To choose the right saltbush species, see saltbushes for dryland salinity management.

Establishing saltbush

To successfully establish saltbush, choose the right species, use good seed or seedlings, control waterlogging, and use the right establishment method. For detailed advice see Establishing saltbush for dryland salinity management.

Grazing management

Management of sheep in dense stands is difficult: there is poor vehicle access unless tracks are left; moving sheep as a mob is difficult because they cannot see the other animals; these are poor conditions for working sheep dogs.

Graze until most of the leaves and very fine twigs have been eaten, then remove the livestock.

Saltbush can be heavily crash-grazed with sheep, but there must be sufficient recovery time. Saltbush stands are a safe place to supplementary feed sheep in autumn without risking soil erosion, and this often results in saltbush being grazed back to the fine sticks.

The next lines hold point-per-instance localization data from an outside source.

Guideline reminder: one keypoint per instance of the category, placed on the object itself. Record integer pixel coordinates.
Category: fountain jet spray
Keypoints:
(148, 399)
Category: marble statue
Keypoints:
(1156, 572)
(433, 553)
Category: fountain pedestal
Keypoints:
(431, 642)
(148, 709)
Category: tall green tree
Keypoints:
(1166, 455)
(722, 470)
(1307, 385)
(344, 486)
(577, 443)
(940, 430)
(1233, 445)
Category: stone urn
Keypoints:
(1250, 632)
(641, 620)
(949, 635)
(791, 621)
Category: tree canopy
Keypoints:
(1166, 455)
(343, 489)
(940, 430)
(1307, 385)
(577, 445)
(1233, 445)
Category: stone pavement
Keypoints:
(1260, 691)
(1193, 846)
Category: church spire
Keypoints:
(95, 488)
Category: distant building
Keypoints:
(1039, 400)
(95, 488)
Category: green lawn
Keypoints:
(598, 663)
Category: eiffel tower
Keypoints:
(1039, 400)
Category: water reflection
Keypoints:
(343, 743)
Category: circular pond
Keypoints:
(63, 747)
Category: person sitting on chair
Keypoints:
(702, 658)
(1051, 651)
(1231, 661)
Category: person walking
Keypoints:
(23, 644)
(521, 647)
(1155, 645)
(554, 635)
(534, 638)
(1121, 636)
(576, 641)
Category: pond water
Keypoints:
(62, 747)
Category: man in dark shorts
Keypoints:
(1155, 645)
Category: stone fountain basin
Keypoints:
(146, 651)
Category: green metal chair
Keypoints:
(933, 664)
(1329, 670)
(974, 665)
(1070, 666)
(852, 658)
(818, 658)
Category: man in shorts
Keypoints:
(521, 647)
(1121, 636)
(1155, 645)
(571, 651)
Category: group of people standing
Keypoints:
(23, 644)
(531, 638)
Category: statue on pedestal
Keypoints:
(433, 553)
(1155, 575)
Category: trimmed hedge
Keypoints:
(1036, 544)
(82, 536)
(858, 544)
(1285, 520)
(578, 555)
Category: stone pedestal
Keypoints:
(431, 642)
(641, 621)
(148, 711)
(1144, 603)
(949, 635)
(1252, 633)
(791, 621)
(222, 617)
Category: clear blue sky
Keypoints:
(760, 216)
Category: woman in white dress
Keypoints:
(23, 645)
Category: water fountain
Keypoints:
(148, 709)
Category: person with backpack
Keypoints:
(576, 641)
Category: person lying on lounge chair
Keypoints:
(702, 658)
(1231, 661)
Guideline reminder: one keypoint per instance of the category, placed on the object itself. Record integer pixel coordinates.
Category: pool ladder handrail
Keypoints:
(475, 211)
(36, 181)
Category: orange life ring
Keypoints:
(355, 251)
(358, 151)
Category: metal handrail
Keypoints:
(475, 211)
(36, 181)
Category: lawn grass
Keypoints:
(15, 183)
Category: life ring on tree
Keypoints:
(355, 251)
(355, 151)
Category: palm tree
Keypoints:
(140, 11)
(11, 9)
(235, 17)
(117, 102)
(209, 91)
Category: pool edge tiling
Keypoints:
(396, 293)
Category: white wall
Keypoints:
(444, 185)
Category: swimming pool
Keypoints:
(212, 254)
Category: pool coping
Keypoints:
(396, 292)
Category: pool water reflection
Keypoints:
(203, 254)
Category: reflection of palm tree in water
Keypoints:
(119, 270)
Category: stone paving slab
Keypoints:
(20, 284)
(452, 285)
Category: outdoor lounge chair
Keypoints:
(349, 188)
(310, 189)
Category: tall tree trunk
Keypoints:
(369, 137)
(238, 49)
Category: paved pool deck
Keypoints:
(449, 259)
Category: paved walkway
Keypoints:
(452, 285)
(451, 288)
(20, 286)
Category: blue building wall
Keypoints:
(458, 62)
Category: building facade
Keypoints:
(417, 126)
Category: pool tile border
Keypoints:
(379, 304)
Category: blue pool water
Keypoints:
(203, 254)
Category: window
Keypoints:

Constant heavy grazing will eventually weaken and kill most saltbush. Some farmers do not graze their saltbush each season, preferring to save the feed for less productive seasons. However, heavy grazing of mature old man saltbush in autumn has little reduction on the amount of edible dry matter available at the start of the following autumn compared to an ungrazed control. If left ungrazed, old man saltbush drops a lot of leaves, which is a wasted resource.

Regular (at least annual) grazing prevents individual bushes from growing beyond sheep grazing height. In rare situations, tall saltbush may need to be pruned back to about 60cm height..

Even in these dense saltbush stands, the volunteer under-storey of annual grasses and herbs contributes about the same amount of edible biomass as the saltbush.

There are some rules of thumb to estimate dry matter:

  • There is about 500g of edible biomass per plant on an established and healthy stand of dense saltbush.
  • To supply a sheep's maintenance of about 1000g of digestible dry matter per day, a sheep will need to browse one plant with its under-storey per day.
  • A 10ha stand of saltbush with 1000 plants per hectare (10 000 plants) should support 500 sheep for at least 20 days (10 000/500 = 20). Supplement the saltbush with good quality hay or grain to provide adequate energy for liveweight maintenance.

Water needs when grazing saltbush

The higher the soil salinity, the greater the salt concentration in the saltbush and the greater the need for fresh water and supplementary feed when grazed. See livestock water requirements for more information.

Integration with a farm business

Dense saltbush plantings are seldom a good investment if the only benefit will be feed production. However, farmers claim a range of other benefits when saltbush is considered as part of their overall farming system.

Farmer experience is that about half the value from dense saltland pastures comes from grazing to replace hand feeding, and the other half comes from the range of other benefits to the whole farm system. Dense saltland pastures:

  • are an ideal holding area (or sacrifice paddock) during periods of intensive supplementary feeding
  • allow deferred grazing of germinating annual pastures after the autumn break
  • provide very effective shelter for lambing ewes and lambs – a downside is that it is more difficult to monitor lambing in dense stands of saltbush
  • provide emergency shelter for off-shears sheep – but there is the risk of saline sites becoming very wet when shelter is needed.